The carving depicts two separate scenes on adjacent stone blocks, suggesting a progressive story. They both have the same theme: humans threatened by dangerous animals.
We have a male human holding his phallus while leopards approach, teeth bared, on either side – that's the NSFW one.
On the other panel, a squatting male human is holding a rattle or a snake, facing off against a bull with a large horn.
That the teeth and horns of the animals are emphasized highlights the level of danger in the scene, says Eylem Özdoğan, an archaeologist from Istanbul University in Turkey and author of the new paper describing the carvings.
However, it's not clear precisely what story these carvings are trying to tell – so use your imagination.
"These figures, engraved together to depict a narrative, are the first known examples of such a holistic scene," says Özdoğan. "This was a picture of the stories that formed the ideology of the people of that period."
The find is from a site known as Sayburç, located beneath a modern village in the Şanlıurfa Province of Turkey.
This site would have been inhabited back in the Neolithic period, during the 9th millennium BCE – an important time of transition as people traded in roaming hunter-gatherer lifestyles for farming settlements that were more fixed.
Several residential buildings and a large communal structure have already been found at the site. The larger structure, with benches around the wall, is likely to have been used as a gathering place.
It's on the backs of some of these carved benches where the narrative pictures have been found. Such prominent positions in terms of the artwork's location suggest that the figures in the stories were important historical or mythical people and that these tales were well-known in the community.
"This building has all the characteristic features of the communal structures in the region," says Özdoğan. "In this structure, as in other similar ones, animal and human images were found.
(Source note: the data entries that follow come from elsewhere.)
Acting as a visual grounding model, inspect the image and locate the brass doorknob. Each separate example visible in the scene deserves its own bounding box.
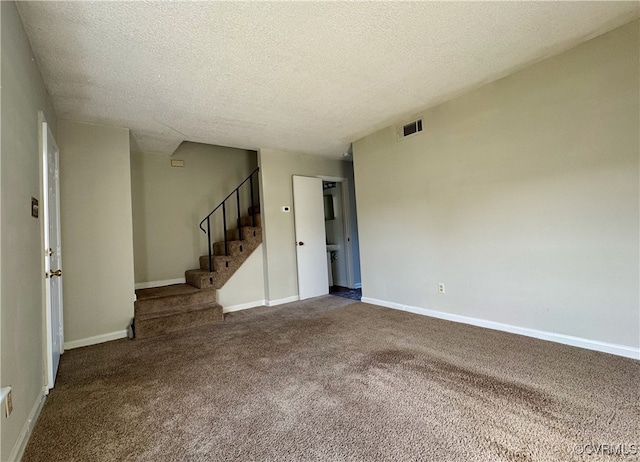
[49,269,62,277]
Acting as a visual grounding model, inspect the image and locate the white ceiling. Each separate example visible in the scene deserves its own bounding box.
[17,1,639,158]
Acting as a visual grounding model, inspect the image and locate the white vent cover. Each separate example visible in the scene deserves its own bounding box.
[397,118,423,140]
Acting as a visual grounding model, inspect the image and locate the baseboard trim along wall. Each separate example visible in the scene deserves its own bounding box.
[8,386,47,462]
[266,295,299,307]
[361,297,639,360]
[223,300,266,313]
[134,278,185,290]
[64,330,129,350]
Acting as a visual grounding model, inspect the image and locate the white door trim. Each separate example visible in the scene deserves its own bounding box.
[41,115,64,391]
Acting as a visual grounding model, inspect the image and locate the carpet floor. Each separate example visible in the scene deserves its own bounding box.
[24,296,639,461]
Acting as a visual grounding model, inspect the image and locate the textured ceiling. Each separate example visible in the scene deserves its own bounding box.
[17,1,639,158]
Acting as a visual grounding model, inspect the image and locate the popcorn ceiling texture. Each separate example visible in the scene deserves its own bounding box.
[16,2,639,157]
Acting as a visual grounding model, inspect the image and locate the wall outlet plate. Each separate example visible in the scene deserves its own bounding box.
[438,283,446,294]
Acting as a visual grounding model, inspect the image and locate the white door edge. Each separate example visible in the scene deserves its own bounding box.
[293,176,328,300]
[41,117,63,390]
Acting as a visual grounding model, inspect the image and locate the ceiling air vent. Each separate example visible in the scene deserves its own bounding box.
[397,118,423,140]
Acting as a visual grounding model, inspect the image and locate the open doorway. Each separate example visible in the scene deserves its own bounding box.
[319,176,361,300]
However, here the characteristic figures of the period coexist and form a scene."
As the large communal building is still being excavated, there might be more panels to find – though it remains to be seen if they're quite as explicit (at least by modern standards) as this latest discovery.
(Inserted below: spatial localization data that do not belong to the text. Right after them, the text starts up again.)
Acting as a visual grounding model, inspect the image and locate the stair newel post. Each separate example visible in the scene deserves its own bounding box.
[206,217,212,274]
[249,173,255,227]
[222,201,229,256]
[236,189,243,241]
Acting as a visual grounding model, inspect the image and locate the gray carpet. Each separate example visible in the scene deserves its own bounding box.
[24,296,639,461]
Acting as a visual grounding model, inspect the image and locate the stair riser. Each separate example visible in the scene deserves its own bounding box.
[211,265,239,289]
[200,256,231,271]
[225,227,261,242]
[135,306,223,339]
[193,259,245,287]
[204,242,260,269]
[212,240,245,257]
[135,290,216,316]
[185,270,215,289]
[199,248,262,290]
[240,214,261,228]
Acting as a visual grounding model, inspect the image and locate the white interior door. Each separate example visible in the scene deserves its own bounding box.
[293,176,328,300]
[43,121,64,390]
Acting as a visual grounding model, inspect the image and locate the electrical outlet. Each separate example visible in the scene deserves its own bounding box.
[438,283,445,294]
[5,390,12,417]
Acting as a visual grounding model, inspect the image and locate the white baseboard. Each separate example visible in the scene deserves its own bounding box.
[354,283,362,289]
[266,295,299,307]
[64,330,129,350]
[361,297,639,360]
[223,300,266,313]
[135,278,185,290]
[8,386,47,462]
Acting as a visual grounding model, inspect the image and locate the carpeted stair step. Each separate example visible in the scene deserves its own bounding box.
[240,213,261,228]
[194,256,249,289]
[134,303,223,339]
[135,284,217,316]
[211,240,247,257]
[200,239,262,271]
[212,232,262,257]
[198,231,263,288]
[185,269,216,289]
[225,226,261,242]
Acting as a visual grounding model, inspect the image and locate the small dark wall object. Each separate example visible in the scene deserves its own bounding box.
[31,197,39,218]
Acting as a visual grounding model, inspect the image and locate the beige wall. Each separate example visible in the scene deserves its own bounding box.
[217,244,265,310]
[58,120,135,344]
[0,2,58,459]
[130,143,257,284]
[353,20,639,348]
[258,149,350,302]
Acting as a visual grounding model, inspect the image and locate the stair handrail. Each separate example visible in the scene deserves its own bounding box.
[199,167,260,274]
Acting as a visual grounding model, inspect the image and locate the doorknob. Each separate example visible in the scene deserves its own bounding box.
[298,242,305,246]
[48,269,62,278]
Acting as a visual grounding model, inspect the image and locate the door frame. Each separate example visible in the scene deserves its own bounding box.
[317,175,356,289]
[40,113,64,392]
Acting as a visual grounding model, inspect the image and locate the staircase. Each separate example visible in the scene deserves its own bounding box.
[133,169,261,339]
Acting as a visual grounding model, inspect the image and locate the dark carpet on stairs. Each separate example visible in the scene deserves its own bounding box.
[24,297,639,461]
When it comes to narrative scenes, that's, of course, open to interpretation. The oldest artwork found to date is the 44,00-year-old painting of pigs and animals found on the island of Sulawesi, although it doesn't have multiple panels like the Sayburç site carving. The oldest example of drawing we've come across is 73,000 years old, meanwhile.
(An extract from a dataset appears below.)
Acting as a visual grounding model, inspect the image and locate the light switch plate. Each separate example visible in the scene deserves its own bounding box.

What makes the finding particularly interesting for experts is that it provides such a clear look back through thousands of years of history: We can take educated guesses at the past through artifacts, but you can't beat an actual story.
"Archaeological evidence can provide some insight into the traditions of the past societies, but clearer evidence rarely survives, so this discovery is exciting," says Özdoğan.
"Sayburç has very clear evidence in this respect and has the potential to tell us a lot about the Neolithic society that we do not know, yet."
The research has been published in Antiquity.